Given a dataset of documents like this:
{
"key": "123",
"foo": "bar",
"fooStuff": [
{
"moreStuff": "bar"
}
]
}
I persist to Couchbase like so:
val couchbaseConf = Map("bucket" -> "myBucket", "idField" -> "key")
myDataset.toDF().write.mode(SaveMode.Overwrite).couchbase(couchbaseConf)
When I do this I notice that the Connector will extract my “key” field and use it as the document ID, but then it will not persist the “key” to the document itself. I’m left with a document in couchbase like this:
{
"foo": "bar",
"fooStuff": [
{
"moreStuff": "bar"
}
]
}
I understand the reasoning for doing this, but what am I to do if later in my job I would like to perform a Dataset join? I no longer have the “key” field to join on the documents in the Couchbase bucket. My workaround is to duplicate they key for my document like this:
{
"couchbaseId": "123",
"key": "123",
"foo": "bar",
"fooStuff": [
{
"moreStuff": "bar"
}
]
}
Then persist to Couchbase like so:
val couchbaseConf = Map("bucket" -> "myBucket", "idField" -> "couchbaseId")
myDataset.toDF().write.mode(SaveMode.Overwrite).couchbase(couchbaseConf)
So that I can perform a join based on documents I’m streaming in, and those that already exist in my couchbase bucket:
val couchbaseDataset = sparkSession.sqlContext.read.couchbase(couchbaseConf)
streamedDataset.joinWith(couchbaseDataset, streamedDataset.col("key") === couchbaseDataset.col("key"), "inner")

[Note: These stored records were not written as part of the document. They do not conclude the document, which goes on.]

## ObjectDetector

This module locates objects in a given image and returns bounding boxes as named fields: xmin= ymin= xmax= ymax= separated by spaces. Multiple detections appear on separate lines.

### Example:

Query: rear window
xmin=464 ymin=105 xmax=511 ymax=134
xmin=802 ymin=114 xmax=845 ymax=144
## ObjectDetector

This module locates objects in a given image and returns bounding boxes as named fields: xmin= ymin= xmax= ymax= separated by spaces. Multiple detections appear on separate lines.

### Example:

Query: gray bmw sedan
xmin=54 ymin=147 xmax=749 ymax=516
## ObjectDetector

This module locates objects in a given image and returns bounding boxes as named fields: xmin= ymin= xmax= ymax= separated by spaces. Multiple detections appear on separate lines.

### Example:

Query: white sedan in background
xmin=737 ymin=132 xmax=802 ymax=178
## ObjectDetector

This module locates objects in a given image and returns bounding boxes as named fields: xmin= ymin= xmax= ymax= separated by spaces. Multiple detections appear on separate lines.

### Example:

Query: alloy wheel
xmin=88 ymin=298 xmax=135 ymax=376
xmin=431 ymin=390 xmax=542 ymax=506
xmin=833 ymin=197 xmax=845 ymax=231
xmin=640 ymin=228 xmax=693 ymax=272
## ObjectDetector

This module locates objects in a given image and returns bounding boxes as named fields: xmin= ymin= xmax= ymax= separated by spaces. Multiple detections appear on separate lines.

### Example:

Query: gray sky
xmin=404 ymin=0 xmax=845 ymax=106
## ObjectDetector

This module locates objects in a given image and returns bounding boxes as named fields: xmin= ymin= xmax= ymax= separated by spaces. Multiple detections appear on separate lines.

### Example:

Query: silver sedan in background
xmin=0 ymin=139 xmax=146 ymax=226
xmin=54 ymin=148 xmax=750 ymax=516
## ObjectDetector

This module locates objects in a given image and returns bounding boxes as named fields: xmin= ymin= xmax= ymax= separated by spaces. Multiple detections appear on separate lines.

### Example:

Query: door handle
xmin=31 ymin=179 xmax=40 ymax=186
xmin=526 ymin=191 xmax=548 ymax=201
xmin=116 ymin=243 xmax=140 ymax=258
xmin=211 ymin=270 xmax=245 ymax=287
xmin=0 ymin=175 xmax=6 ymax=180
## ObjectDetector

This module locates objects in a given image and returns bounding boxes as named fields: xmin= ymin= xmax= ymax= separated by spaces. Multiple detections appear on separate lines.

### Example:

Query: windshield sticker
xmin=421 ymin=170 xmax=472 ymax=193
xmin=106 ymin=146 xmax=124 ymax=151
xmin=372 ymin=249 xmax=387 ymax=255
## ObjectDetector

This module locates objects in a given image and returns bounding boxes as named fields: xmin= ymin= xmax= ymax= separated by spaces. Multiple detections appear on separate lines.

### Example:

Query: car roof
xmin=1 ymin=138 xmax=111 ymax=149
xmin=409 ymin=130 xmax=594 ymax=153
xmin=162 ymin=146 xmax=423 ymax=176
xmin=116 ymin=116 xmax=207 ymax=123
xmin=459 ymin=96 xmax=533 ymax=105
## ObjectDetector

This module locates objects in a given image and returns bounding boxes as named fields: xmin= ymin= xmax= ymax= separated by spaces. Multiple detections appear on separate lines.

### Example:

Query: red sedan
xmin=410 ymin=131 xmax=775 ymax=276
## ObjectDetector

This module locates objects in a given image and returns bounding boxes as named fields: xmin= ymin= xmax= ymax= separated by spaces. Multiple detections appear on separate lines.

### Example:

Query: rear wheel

This works, but seems clunky. Is there a way to join by the Couchbase document ID using the Dataset API?
Thanks,
Sean
Bonus Question:
If my couchbase bucket contains 1,000,000 documents, but I am only joining it with a local Dataset that contains 1 document, will the connector attempt to load all 1,000,000 bucket documents into Spark cluster?